In de Negentiende Eeuw was de overheid relatief eenvoudig, en haar acties relatief beperkt. De meeste keren dat zij haar burgers van hun leven, vrijheid of eigendom wilde beroven, deed zij dat via het strafrecht, waarvoor in de Bill of Rights expliciet een flink aantal procedures was vastgelegd die moesten worden gevolgd (zoals het recht op een juryrechtspraak) – rechten die goed werden begrepen door juristen en rechtbanken die werkten volgens de lange tradities van het Engelse gewoonterecht. Af en toe kon het op andere manieren optreden, bijvoorbeeld bij het vaststellen van belastingen. In Bi-Metallic Investment Co. v. State Board of Equalization (1915) oordeelde het Hooggerechtshof dat alleen de politiek (de “macht van de burger, onmiddellijk of op afstand, over hen die de regel maken”) het optreden van de staat controleerde bij het vaststellen van de hoogte van de belastingen; maar als het geschil ging over de individuele aansprakelijkheid van een belastingbetaler, en niet over een algemene kwestie, had de belastingbetaler recht op een soort hoorzitting (“het recht om zijn beweringen te staven met argumenten, hoe kort ook en, indien nodig, met bewijzen, hoe informeel ook”). Dit liet de staat veel ruimte om te bepalen welke procedures hij zou bieden, maar stond hem niet toe deze helemaal te ontzeggen.

Distinguishing Due Process

Bi-Metallic maakte een belangrijk onderscheid: de Grondwet vereist geen “due process” voor het vaststellen van wetten; de bepaling is van toepassing wanneer de staat tegen individuen optreedt “in each case upon individual grounds” – wanneer het gaat om een of ander kenmerk dat uniek is voor de burger. Natuurlijk kunnen er veel burgers door worden getroffen; de vraag is of de beoordeling van het effect “in elk afzonderlijk geval op individuele gronden” berust. De “due process”-clausule regelt dus niet hoe een staat de regels vaststelt voor de tucht op zijn middelbare scholen; maar wel hoe die staat die regels toepast op individuele leerlingen die geacht worden die regels te hebben overtreden – zelfs als het in sommige gevallen (bijvoorbeeld spieken bij een examen in de hele staat) om een groot aantal leerlingen zou gaan.

Zelfs wanneer onmiskenbaar op individuele gronden tegen een individu wordt opgetreden, kan het de vraag zijn of de staat haar “het leven, de vrijheid of het eigendom” heeft “ontnomen”. Het eerste wat hier moet worden opgemerkt is dat er sprake moet zijn van staatshandelen. De Due Process Clause is dus niet van toepassing op een particuliere school die een van haar leerlingen disciplinair straft (hoewel die school waarschijnlijk om andere redenen soortgelijke beginselen zal willen volgen).

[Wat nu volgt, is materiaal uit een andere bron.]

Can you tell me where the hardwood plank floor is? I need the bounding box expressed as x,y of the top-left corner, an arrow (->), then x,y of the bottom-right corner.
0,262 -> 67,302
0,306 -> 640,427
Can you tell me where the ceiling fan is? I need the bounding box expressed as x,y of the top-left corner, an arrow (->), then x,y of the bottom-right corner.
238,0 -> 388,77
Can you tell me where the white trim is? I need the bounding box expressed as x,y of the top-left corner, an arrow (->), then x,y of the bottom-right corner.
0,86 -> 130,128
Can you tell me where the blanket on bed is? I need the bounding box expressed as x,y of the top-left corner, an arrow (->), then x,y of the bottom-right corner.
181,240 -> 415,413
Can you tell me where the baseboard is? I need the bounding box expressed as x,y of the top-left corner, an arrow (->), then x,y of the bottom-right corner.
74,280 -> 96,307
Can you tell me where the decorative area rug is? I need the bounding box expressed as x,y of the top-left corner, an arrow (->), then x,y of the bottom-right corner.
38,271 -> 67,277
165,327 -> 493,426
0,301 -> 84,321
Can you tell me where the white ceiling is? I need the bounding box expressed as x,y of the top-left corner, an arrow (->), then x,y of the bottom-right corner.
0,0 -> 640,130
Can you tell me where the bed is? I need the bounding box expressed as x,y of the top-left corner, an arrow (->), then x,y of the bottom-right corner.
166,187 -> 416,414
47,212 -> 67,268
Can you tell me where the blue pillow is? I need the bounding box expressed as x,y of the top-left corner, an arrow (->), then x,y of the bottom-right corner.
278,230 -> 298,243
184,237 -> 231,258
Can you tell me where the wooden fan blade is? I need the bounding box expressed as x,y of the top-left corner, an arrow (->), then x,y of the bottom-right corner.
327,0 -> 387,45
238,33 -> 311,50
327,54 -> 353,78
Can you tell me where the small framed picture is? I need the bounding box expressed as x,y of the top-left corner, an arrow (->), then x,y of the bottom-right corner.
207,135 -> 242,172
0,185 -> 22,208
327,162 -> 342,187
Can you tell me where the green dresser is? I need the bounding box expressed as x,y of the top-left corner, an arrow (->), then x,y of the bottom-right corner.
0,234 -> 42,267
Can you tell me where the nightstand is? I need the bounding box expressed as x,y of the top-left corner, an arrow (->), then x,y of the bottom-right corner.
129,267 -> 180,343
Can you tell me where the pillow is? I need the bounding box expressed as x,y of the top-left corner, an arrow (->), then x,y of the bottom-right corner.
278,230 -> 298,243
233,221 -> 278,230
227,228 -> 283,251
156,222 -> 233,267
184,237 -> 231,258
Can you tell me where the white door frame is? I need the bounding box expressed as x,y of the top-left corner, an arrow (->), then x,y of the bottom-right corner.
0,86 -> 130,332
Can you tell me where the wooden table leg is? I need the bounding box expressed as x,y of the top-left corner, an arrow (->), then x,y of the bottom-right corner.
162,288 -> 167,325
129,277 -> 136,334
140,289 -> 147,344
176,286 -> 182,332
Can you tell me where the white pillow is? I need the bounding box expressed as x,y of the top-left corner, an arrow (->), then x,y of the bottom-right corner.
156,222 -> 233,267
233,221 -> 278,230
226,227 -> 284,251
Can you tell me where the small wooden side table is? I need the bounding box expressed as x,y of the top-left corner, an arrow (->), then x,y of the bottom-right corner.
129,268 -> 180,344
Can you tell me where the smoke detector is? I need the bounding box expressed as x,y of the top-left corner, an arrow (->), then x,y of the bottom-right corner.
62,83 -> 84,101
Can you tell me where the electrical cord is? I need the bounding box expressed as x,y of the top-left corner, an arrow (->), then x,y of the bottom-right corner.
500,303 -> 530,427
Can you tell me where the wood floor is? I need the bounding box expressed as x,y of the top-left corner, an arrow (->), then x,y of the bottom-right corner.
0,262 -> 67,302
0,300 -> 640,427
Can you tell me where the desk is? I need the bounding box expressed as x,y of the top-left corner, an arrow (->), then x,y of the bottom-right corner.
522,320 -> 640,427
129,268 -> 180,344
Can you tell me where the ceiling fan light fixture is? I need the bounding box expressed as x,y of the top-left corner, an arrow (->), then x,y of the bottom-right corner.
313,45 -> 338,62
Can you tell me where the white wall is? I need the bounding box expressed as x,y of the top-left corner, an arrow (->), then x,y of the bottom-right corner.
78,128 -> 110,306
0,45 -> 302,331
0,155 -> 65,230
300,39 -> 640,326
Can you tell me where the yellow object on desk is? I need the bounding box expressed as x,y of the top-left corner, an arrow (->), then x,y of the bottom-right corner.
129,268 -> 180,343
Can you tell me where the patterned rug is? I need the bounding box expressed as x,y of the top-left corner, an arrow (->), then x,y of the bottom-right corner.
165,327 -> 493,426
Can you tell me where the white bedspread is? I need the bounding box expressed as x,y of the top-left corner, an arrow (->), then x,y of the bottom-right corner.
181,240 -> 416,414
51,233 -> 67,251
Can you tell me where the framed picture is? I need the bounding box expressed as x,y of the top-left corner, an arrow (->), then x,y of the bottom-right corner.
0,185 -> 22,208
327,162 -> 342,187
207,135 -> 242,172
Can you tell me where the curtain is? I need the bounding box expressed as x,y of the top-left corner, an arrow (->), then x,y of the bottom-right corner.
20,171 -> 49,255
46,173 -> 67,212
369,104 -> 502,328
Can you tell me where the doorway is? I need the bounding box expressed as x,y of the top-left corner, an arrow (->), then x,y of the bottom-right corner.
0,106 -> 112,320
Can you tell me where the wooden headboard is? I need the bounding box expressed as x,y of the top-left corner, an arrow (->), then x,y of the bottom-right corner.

Of overheidsoptreden tegen een individu een ontneming van leven, vrijheid of eigendom was, werd aanvankelijk opgelost door een onderscheid tussen “rechten” en “voorrechten”. Als er rechten in het spel waren, moest er een proces aan te pas komen, maar met betrekking tot privileges kon de staat naar eigen goeddunken handelen. Maar naarmate de moderne samenleving zich ontwikkelde, werd het moeilijker om die twee uit elkaar te houden (bv. rijbewijzen, overheidsbanen en bijstandsuitkeringen zijn “rechten” of “voorrechten”). Een eerste reactie op de toenemende afhankelijkheid van burgers van hun overheid was te kijken naar de ernst van de gevolgen van overheidsoptreden voor een individu, zonder te vragen naar de aard van de getroffen relatie. Er was een proces nodig voordat de overheid een actie kon ondernemen die een burger op een ernstige manier trof.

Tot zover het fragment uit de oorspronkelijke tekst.